Un piccolo emendamento, nascosto nell’articolo 39 bis del decreto Semplificazioni, qualunque cosa c’entri con le semplificazioni. Un piccolo emendamento che tecnicamente recita così: “Tutti i termini previsti dagli articoli 32 e 33, commi 1 e 4 della legge 25 maggio 1970, n. 352 sono differiti di un mese”. Detta così è materia oscura, ma basta andarsi a prendere i riferimenti di legge per capire che cela un’operazione politica. Stabilisce infatti che in regime di emergenza la scadenza per la presentazione delle sottoscrizioni per i quesiti referendari slittano di un mese, dal 30 settembre al 30 ottobre.

Difficile, impossibile non pensare ai referendum sulla giustizia presentati dalla Lega insieme ai Radicali. Serve mezzo milione di firme, la Lega punta a raccoglierne il doppio per evitare sorprese, a via Bellerio la preoccupazione è di stare stretti con i tempi. La raccolta è iniziata ai primi di luglio, ci sarebbero solo tre mesi per raggiungere la cifra non banale, due dei quali gli italiani hanno la testa sotto l’ombrellone e nei rifugi di montagna più che alle battaglie politiche sia pur del proprio partito di riferimento. 

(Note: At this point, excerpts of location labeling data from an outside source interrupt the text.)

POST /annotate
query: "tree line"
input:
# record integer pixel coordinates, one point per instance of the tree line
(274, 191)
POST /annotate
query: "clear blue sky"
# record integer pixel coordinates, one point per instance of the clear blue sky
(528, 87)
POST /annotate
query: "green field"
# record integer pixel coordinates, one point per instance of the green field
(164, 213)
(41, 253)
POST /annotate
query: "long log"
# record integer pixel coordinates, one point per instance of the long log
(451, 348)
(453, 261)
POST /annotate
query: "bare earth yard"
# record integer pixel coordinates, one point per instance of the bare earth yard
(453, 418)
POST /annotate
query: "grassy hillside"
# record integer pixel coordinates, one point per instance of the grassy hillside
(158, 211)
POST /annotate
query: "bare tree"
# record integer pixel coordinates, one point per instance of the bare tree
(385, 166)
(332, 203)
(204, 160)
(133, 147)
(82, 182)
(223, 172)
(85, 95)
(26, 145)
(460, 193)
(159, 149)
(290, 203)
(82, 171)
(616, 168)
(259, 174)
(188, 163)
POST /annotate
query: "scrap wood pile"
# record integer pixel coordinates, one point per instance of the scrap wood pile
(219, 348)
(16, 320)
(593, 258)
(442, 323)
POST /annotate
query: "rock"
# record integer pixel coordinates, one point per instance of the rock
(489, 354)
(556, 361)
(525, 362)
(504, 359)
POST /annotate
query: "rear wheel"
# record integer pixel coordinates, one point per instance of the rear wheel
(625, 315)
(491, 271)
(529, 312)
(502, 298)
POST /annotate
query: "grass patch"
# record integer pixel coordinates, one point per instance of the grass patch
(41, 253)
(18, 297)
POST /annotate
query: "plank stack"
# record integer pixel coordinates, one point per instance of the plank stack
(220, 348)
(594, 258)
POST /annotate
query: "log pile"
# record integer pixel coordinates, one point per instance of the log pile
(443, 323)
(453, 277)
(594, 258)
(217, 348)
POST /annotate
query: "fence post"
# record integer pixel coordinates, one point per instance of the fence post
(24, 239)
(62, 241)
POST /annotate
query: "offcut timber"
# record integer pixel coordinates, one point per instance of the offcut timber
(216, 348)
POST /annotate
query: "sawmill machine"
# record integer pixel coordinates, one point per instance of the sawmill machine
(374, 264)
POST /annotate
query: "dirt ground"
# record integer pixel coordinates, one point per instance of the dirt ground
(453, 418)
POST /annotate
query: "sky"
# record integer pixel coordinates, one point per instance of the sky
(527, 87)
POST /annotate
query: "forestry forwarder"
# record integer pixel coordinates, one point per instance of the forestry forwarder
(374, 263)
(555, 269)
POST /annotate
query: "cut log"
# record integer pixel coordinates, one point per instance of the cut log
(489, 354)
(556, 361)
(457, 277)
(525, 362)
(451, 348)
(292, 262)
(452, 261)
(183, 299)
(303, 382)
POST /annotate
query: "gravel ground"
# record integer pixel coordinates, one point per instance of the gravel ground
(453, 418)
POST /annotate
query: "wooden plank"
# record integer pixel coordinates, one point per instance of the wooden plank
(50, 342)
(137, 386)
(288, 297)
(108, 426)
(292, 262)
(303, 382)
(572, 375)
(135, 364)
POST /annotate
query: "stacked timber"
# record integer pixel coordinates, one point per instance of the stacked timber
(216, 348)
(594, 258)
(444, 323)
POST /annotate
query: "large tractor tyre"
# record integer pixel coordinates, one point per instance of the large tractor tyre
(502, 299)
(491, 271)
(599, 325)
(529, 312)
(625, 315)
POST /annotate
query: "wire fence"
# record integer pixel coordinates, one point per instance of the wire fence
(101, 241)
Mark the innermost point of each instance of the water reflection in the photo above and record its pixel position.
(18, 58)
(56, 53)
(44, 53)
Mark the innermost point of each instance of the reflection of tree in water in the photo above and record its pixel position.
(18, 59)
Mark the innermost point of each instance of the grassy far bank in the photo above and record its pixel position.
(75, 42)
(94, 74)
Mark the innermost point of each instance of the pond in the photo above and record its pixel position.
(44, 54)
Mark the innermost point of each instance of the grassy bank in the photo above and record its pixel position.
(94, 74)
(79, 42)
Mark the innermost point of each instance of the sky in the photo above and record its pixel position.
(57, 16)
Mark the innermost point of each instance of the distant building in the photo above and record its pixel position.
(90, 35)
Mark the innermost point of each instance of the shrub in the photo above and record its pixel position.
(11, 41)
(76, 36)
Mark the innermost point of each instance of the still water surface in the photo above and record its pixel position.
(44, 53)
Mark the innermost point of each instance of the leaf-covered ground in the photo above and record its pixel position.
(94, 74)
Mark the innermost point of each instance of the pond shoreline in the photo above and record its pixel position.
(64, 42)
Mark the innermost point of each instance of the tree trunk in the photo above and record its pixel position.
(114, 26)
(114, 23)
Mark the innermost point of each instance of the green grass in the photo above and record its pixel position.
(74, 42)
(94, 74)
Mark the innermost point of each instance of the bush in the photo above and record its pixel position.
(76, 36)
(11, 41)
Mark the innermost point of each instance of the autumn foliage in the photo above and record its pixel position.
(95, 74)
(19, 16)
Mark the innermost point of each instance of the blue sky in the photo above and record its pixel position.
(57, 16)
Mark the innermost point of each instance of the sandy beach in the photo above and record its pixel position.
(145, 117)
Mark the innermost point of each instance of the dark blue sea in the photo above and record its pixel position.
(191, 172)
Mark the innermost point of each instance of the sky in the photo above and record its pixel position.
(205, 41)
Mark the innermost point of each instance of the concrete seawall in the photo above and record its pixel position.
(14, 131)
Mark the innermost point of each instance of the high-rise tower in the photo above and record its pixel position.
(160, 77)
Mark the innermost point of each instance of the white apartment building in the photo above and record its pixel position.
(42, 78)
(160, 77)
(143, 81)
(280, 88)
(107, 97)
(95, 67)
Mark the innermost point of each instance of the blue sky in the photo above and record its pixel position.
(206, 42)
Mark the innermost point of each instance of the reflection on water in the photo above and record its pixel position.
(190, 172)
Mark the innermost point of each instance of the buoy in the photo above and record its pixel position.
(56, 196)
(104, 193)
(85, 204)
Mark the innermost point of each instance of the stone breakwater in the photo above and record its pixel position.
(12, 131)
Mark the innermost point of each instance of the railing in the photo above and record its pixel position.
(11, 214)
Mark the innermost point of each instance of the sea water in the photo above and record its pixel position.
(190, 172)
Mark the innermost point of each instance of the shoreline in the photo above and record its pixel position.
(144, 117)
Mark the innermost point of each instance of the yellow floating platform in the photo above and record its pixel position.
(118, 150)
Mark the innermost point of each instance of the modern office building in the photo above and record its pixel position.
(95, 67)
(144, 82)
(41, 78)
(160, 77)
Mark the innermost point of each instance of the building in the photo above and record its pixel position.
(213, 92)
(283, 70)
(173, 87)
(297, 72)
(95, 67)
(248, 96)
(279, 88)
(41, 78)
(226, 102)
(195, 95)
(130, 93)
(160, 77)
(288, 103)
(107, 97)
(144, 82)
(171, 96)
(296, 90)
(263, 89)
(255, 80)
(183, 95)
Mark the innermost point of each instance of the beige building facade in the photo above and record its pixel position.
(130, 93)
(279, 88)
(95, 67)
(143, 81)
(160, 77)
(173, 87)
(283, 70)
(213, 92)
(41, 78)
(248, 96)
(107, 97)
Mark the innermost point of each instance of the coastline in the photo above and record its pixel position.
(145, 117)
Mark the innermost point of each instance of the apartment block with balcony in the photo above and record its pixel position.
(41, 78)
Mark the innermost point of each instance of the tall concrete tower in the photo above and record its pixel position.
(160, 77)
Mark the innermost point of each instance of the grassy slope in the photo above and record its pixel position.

E in effetti seguendo le tracce si scopre che l’emendamento è stato presentato da Igor Iezzi, che della Lega è responsabile giustizia oltre che a essere deputato. Approvato dalle commissioni Affari costituzionali e Ambiente della Camera, sarà con tutta probabilità presente nel testo definitivo, dato che i tempi per la conversione del decreto stringono (scade il 30 luglio) e al Senato dovrebbe arrivare blindato. 

“Con tutto ottobre per raccogliere le firme con tutta probabilità ce la faranno”, commenta un onorevole del Pd scuotendo la testa. Matteo Salvini anche del referendum ha parlato in un colloquio con Mario Draghi che ieri è durato poco meno di un’ora. “C’è totale condivisione su come andare avanti nei prossimi mesi”, ha spiegato il leader del Carroccio, e a chi gli faceva osservare che i quesiti referendari scavalcavano la riforma di cui si discuterà in Parlamento a partire dal 23 del mese ha risposto che “i referendum servono per accelerare e affrontare temi che la riforma Cartabia non affronta”.

Certo, il castello cadrebbe nel caso lo stato d’emergenza, in scadenza il prossimo 31 luglio, non fosse prorogato, anche se l’orientamento prevalente di Palazzo Chigi va verso un’estensione, complice la variante Delta che potrebbe complicare non poco un quadro ancora in piena evoluzione. Alle ultime proroghe la Lega si è opposta rumorosamente, anche denunciando una fantomatica “dittatura sanitaria”. Il dibattito sulla prossima è ancora in stato embrionale, ma gli esponenti di via Bellerio si sono finora mossi con molta prudenza. Dopo tutto, se lo stato d’emergenza servisse per blindare i referendum, potrebbe valere la pena chiudere un occhio.